Keterangan : pemanfaatan konsep-konsep tersebut, dapat tunggal
dan kombinasi, tergantung kepada jenis kegiatan, lingkup usaha,
masalah, cakupan wilayah, dan tujuan program yang dirancang
(Rijanta, 2005)
Johnston (1976) dalam Rustiadi, dkk. (2007) memandang wilayah
sebagai bentuk istilah teknis klasifikasi spasial dan
merekomendasikan dua tipe wilayah : (1) wilayah formal, merupakan
tempat-tempat yang memiliki kesamaan-kesamaan karakteristik, dan
(2) wilayah fungsional atau nodal, merupakan konsep wilayah dengan
menekankan kesamaan keterkaitan antar komponen atau lokasi/tempat.
Dengan cara yang lain Murty (2000) dalam Rustiadi, 2007)

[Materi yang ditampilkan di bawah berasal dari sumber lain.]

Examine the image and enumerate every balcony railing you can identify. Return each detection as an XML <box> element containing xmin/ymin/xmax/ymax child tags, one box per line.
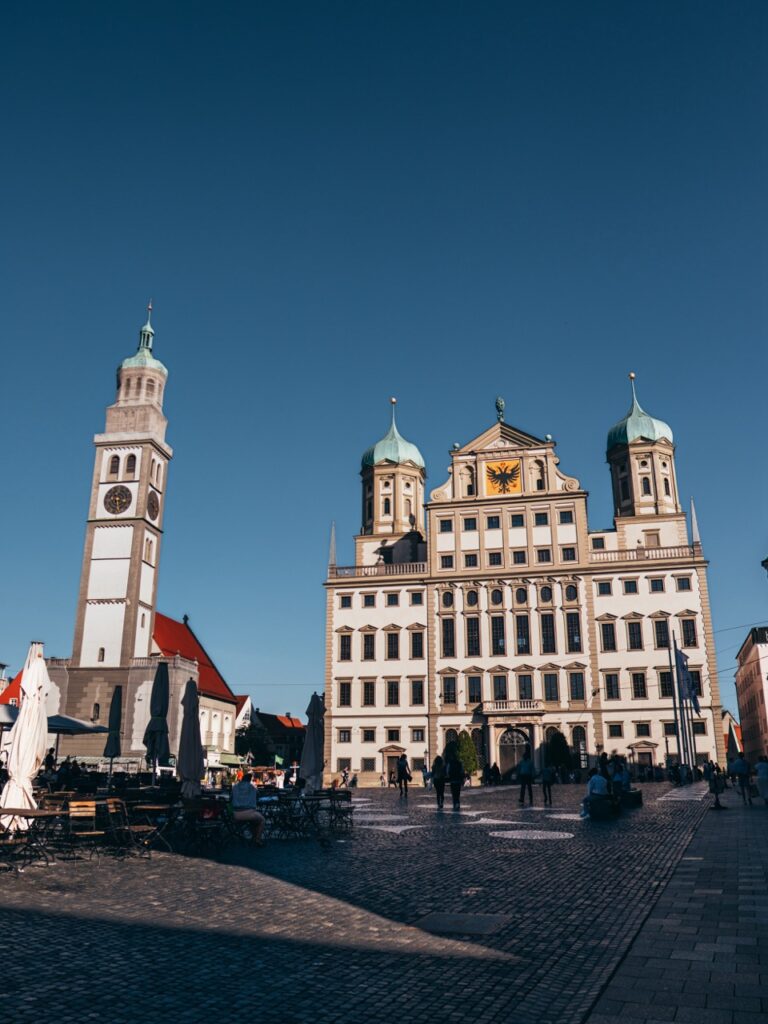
<box><xmin>590</xmin><ymin>544</ymin><xmax>693</xmax><ymax>562</ymax></box>
<box><xmin>482</xmin><ymin>700</ymin><xmax>544</xmax><ymax>715</ymax></box>
<box><xmin>328</xmin><ymin>562</ymin><xmax>427</xmax><ymax>580</ymax></box>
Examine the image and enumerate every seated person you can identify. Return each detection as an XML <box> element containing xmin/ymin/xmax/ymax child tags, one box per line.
<box><xmin>232</xmin><ymin>771</ymin><xmax>264</xmax><ymax>846</ymax></box>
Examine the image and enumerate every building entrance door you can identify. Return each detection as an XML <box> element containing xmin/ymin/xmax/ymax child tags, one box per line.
<box><xmin>499</xmin><ymin>726</ymin><xmax>530</xmax><ymax>776</ymax></box>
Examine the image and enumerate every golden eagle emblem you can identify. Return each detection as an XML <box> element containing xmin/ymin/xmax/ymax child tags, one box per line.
<box><xmin>485</xmin><ymin>460</ymin><xmax>520</xmax><ymax>495</ymax></box>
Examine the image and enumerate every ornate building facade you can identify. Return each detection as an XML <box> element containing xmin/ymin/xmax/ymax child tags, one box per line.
<box><xmin>326</xmin><ymin>375</ymin><xmax>724</xmax><ymax>784</ymax></box>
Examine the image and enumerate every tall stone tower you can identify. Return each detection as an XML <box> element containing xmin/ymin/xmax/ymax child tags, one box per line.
<box><xmin>71</xmin><ymin>303</ymin><xmax>173</xmax><ymax>669</ymax></box>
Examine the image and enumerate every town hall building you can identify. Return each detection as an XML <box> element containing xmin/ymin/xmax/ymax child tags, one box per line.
<box><xmin>325</xmin><ymin>385</ymin><xmax>724</xmax><ymax>784</ymax></box>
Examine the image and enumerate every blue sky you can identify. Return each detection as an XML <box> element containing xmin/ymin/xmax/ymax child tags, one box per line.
<box><xmin>0</xmin><ymin>0</ymin><xmax>768</xmax><ymax>713</ymax></box>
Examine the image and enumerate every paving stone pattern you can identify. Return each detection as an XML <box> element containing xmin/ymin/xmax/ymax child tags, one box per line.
<box><xmin>589</xmin><ymin>790</ymin><xmax>768</xmax><ymax>1024</ymax></box>
<box><xmin>0</xmin><ymin>784</ymin><xmax>708</xmax><ymax>1024</ymax></box>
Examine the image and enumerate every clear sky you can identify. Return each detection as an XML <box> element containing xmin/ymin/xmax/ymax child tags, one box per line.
<box><xmin>0</xmin><ymin>0</ymin><xmax>768</xmax><ymax>713</ymax></box>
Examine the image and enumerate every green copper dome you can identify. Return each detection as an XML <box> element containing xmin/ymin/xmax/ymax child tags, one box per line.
<box><xmin>362</xmin><ymin>398</ymin><xmax>424</xmax><ymax>469</ymax></box>
<box><xmin>120</xmin><ymin>311</ymin><xmax>168</xmax><ymax>377</ymax></box>
<box><xmin>607</xmin><ymin>374</ymin><xmax>674</xmax><ymax>452</ymax></box>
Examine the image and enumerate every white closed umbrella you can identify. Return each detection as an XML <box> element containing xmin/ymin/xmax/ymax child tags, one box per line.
<box><xmin>0</xmin><ymin>643</ymin><xmax>50</xmax><ymax>828</ymax></box>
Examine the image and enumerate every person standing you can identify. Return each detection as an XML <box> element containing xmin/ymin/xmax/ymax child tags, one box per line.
<box><xmin>517</xmin><ymin>746</ymin><xmax>534</xmax><ymax>807</ymax></box>
<box><xmin>446</xmin><ymin>751</ymin><xmax>466</xmax><ymax>811</ymax></box>
<box><xmin>432</xmin><ymin>754</ymin><xmax>445</xmax><ymax>811</ymax></box>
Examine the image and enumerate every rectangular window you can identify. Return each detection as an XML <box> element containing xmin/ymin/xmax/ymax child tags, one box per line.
<box><xmin>542</xmin><ymin>612</ymin><xmax>557</xmax><ymax>654</ymax></box>
<box><xmin>467</xmin><ymin>676</ymin><xmax>482</xmax><ymax>703</ymax></box>
<box><xmin>515</xmin><ymin>615</ymin><xmax>530</xmax><ymax>654</ymax></box>
<box><xmin>411</xmin><ymin>630</ymin><xmax>424</xmax><ymax>658</ymax></box>
<box><xmin>605</xmin><ymin>672</ymin><xmax>622</xmax><ymax>700</ymax></box>
<box><xmin>632</xmin><ymin>672</ymin><xmax>648</xmax><ymax>700</ymax></box>
<box><xmin>627</xmin><ymin>622</ymin><xmax>643</xmax><ymax>650</ymax></box>
<box><xmin>440</xmin><ymin>618</ymin><xmax>456</xmax><ymax>657</ymax></box>
<box><xmin>653</xmin><ymin>618</ymin><xmax>670</xmax><ymax>650</ymax></box>
<box><xmin>568</xmin><ymin>672</ymin><xmax>585</xmax><ymax>700</ymax></box>
<box><xmin>600</xmin><ymin>623</ymin><xmax>616</xmax><ymax>650</ymax></box>
<box><xmin>490</xmin><ymin>615</ymin><xmax>507</xmax><ymax>654</ymax></box>
<box><xmin>467</xmin><ymin>615</ymin><xmax>480</xmax><ymax>657</ymax></box>
<box><xmin>387</xmin><ymin>633</ymin><xmax>400</xmax><ymax>662</ymax></box>
<box><xmin>565</xmin><ymin>611</ymin><xmax>582</xmax><ymax>654</ymax></box>
<box><xmin>544</xmin><ymin>672</ymin><xmax>560</xmax><ymax>700</ymax></box>
<box><xmin>680</xmin><ymin>618</ymin><xmax>696</xmax><ymax>647</ymax></box>
<box><xmin>517</xmin><ymin>673</ymin><xmax>534</xmax><ymax>700</ymax></box>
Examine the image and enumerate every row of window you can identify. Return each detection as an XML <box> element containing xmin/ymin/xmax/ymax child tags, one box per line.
<box><xmin>440</xmin><ymin>545</ymin><xmax>577</xmax><ymax>569</ymax></box>
<box><xmin>597</xmin><ymin>577</ymin><xmax>691</xmax><ymax>597</ymax></box>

mendifinisikan wilayah sebagai area geografis, teritorial atau
tempat, yang dapat berwujud sebagai suatu negara, negara bagian,
provinsi, distrik (kabupaten), dan perdesaan. Tapi suatu wilayah
pada umumnya tidak sekedar merujuk suatu tempat atau area,
melainkan merupakan suatu kesatuan ekonomis, politik, sosial,
administrasi, iklim hingga geografis, sesuai dengan tujuan
pembangunan atau kajian.
Keragaman dalam mendefinisikan konsep wilayah terjadi karena
perbedaan dalam permasalahan ataupun tujuan pengembangan wilayah
yang dihadapi. Kenyataannya, tidak ada konsep wilayah yang
benar-benar diterima secara luas. Para ahli cenderung melepaskan
perbedaan-perbedaan, konsep wilayah terjadi sesuai dengan fokus
masalah dan tujuan-tujuan pengembangan wilayah. Konsep wilayah yang
paling klasik (Richardson. 1969; Hagger, Cliff dan Frey, 1977)

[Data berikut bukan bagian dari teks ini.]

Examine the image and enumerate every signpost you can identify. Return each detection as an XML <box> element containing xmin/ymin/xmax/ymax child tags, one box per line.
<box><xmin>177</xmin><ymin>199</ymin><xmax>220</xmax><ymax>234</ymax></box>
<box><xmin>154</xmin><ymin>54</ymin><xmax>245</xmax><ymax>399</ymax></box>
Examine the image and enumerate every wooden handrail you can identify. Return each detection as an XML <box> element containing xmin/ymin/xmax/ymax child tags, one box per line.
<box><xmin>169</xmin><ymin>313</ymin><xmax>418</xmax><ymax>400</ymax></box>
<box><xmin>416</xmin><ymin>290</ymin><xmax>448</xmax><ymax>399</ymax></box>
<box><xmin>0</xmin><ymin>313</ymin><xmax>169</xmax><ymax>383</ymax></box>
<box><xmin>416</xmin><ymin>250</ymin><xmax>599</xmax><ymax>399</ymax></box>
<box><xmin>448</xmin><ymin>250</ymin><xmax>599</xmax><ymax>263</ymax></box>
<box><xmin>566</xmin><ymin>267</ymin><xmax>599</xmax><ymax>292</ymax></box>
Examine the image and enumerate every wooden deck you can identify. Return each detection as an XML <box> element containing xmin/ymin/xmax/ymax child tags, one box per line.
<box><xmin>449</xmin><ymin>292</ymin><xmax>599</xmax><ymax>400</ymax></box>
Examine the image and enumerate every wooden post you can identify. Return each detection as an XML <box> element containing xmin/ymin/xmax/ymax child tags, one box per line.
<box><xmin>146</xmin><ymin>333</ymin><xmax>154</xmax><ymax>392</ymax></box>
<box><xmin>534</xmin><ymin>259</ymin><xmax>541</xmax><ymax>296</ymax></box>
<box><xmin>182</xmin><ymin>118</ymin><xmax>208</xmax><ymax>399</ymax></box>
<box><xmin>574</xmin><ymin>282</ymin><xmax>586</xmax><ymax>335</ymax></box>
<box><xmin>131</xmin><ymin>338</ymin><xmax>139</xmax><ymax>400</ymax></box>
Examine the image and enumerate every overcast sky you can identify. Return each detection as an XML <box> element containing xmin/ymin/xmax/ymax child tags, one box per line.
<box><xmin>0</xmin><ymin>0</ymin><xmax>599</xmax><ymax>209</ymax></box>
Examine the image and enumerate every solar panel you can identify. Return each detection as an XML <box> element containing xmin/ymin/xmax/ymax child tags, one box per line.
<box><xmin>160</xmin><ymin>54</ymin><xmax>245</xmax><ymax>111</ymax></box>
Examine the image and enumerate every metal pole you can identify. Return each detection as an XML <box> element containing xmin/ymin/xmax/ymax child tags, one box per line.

mengenai tipologi wilayah, membagi wilayah ke dalam tiga kategori :
(1) wilayah homogen (uniform atau homogeneous region), (2) wilayah
nodal, dan (3) wilayah perencanaan (planning region atau
programming region). Cara klasifikasi konsep wilayah itu ternyata
kurang mampu menjelaskan keragaman konsep wilayah yang ada. Blair
(1991) memandang konsep wilayah nodal terlalu sempit untuk
menjelaskan fenomena yang ada dan cenderung menggunakan konsep
wilayah fungsional (functional region), yaitu suatu konsep wilayah
yang lebih luas, di mana konsep wiayah nodal hanyalah salah satu
bagian dari konsep wilayah fungsional. Selanjutnya Blair
menggunakan istilah wilayah perencanaan sebagai wilayah
administratif (administrative region). Rustiadi, dkk (2007)

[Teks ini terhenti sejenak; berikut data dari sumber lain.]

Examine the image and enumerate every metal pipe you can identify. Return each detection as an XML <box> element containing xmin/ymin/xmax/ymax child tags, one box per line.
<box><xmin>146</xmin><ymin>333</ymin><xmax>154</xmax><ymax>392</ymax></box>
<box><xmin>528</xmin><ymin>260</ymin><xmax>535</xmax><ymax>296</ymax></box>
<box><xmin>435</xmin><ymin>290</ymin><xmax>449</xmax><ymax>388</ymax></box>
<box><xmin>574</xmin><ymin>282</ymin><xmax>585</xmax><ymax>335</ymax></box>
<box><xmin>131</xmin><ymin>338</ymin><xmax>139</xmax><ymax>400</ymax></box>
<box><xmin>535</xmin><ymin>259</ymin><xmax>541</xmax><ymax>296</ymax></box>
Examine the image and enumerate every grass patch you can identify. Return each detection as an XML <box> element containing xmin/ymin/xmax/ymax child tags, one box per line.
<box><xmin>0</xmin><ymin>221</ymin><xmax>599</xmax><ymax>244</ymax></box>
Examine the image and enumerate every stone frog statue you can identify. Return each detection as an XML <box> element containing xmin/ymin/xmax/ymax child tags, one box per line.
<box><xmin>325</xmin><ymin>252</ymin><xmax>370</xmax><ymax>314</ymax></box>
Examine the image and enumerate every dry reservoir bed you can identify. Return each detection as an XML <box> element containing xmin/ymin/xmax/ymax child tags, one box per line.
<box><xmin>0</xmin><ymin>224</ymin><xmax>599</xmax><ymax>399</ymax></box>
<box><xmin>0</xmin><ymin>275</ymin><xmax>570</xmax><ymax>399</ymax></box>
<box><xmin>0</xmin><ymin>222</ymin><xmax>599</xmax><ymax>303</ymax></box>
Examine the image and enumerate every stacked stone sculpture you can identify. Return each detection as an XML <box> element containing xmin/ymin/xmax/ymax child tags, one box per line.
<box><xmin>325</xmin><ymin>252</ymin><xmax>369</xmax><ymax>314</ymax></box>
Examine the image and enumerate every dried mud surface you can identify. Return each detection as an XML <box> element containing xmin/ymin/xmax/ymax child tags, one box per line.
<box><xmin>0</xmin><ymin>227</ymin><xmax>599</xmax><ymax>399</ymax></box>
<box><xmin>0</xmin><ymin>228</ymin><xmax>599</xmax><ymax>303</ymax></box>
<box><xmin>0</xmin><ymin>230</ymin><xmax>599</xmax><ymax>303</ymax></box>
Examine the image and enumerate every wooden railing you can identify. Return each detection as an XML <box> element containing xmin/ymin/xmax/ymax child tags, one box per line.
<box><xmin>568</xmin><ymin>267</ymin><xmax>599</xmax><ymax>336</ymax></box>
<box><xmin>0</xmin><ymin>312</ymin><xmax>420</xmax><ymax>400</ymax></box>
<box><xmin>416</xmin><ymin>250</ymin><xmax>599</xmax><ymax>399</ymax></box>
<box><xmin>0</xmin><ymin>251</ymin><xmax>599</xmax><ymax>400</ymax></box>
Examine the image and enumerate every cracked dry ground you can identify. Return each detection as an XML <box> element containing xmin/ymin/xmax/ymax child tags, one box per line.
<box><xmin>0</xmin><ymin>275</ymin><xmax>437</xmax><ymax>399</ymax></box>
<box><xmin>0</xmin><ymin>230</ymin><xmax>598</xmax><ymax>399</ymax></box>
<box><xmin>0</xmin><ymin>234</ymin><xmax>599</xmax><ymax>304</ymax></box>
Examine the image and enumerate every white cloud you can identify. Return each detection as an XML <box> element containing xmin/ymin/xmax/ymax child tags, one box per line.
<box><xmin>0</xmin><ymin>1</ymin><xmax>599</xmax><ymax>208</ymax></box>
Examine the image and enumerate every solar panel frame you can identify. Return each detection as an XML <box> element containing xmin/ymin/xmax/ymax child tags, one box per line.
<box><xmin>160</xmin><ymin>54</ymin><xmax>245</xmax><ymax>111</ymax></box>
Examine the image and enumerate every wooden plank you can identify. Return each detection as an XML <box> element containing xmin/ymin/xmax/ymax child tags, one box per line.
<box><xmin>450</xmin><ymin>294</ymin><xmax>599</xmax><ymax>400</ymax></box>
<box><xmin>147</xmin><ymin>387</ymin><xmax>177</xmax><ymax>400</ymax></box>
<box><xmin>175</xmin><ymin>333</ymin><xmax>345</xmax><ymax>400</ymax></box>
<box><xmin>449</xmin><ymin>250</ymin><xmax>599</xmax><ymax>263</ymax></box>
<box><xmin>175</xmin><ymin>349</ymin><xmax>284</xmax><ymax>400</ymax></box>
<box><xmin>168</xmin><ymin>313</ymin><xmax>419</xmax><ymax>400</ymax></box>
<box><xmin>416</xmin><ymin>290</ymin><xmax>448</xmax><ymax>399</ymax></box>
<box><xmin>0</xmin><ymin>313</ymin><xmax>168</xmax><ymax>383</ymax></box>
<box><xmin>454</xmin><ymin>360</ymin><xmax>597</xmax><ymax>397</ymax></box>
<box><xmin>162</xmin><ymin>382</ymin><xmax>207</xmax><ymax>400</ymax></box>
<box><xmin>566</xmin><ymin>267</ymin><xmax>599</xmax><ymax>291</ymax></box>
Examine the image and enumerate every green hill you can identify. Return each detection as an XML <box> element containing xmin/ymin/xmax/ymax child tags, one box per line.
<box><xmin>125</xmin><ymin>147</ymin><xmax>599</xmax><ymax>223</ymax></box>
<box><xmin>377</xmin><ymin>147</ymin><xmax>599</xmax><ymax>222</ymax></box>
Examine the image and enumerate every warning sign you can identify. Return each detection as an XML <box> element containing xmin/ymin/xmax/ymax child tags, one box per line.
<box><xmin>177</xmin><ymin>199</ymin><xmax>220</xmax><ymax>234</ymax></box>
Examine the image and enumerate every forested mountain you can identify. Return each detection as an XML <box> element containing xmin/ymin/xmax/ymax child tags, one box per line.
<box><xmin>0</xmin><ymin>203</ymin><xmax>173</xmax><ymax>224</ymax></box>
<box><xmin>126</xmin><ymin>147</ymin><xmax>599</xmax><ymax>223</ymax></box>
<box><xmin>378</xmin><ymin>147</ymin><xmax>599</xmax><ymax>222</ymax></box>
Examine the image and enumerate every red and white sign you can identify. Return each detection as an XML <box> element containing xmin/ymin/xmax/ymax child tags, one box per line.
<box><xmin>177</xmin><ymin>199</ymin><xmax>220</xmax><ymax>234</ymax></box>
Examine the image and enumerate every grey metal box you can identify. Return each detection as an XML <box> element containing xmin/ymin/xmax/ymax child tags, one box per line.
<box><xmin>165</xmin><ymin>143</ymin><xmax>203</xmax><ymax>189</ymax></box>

memandang, kerangka klasifikasi konsep wilayah yang lebih mampu
menjelaskan berbagai konsep wilayah yang dikenal selama ini adalah
: (1) wilayah homogen (uniform), (2) wilayah sistem/fungsional, dan
(3) wilayah perencanaan/pengelolaan (planning region atau
programming region). Dalam pendekatan klasifikasi konsep wilayah
ini, wilayah nodal dipandang sebagai salah satu bentuk dari konsep
wilayah sistem. Sedangkan dalam kelompok konsep wilayah
perencanaan, terdapat konsep wilayah administratif-politis dan
wilayah perencanaan fungsional.
Gambar 5. Sistematika Konsep-konsep Wilayah (Rustiadi, dkk,
2007)
a. Wilayah Homogen
Sebagai alat deskripsi, konsep pewilayahan sebagaimana
dijelaskan pada Gambar 5 di atas, merupakan bagian dari
konsep-konsep alamiah yakni sebagai alat mendiskripsikan hal-hal
yang terjadi secara alamiah di dalam kehidupan. Di sisi lain,
konsep pewilayahan juga merupakan alat untuk
perencanaan/pengelolaan (konsep non ilmiah). Pewilayahan digunakan
sebagai alat untuk mengelola dan mencapai tujuan-tujuan
pembangunan. Kebijakan pewilayahan digunakan untuk penerapan
pengelolaan (manajemen) sumberdaya yang memerlukan pendekatan yang
berbeda-beda sesuai dengan perbedaan karakteristik secara
spasial.
Konsep wilayah homogen lebih menekankan aspek homogenitas
(kesamaan) dalam kelompok dan memaksimumkan perbedaan (kompleksitas
varians, ragam) antar kelompok tanpa memperhatikan bentuk hubungan
fungsional (interaksi) antar wilayah-wilayahnya atau antar
komponen-komponen di dalamnya. Wilayah homogen adalah wilayah yang
dibatasi berdasarkan pada kenyataan bahwa faktor-faktor dominan
pada wilayah tersebut bersifat homogen (kesamaan), sedangkan
faktor-faktor yang tidak dominan bisa saja beragam (heterogen).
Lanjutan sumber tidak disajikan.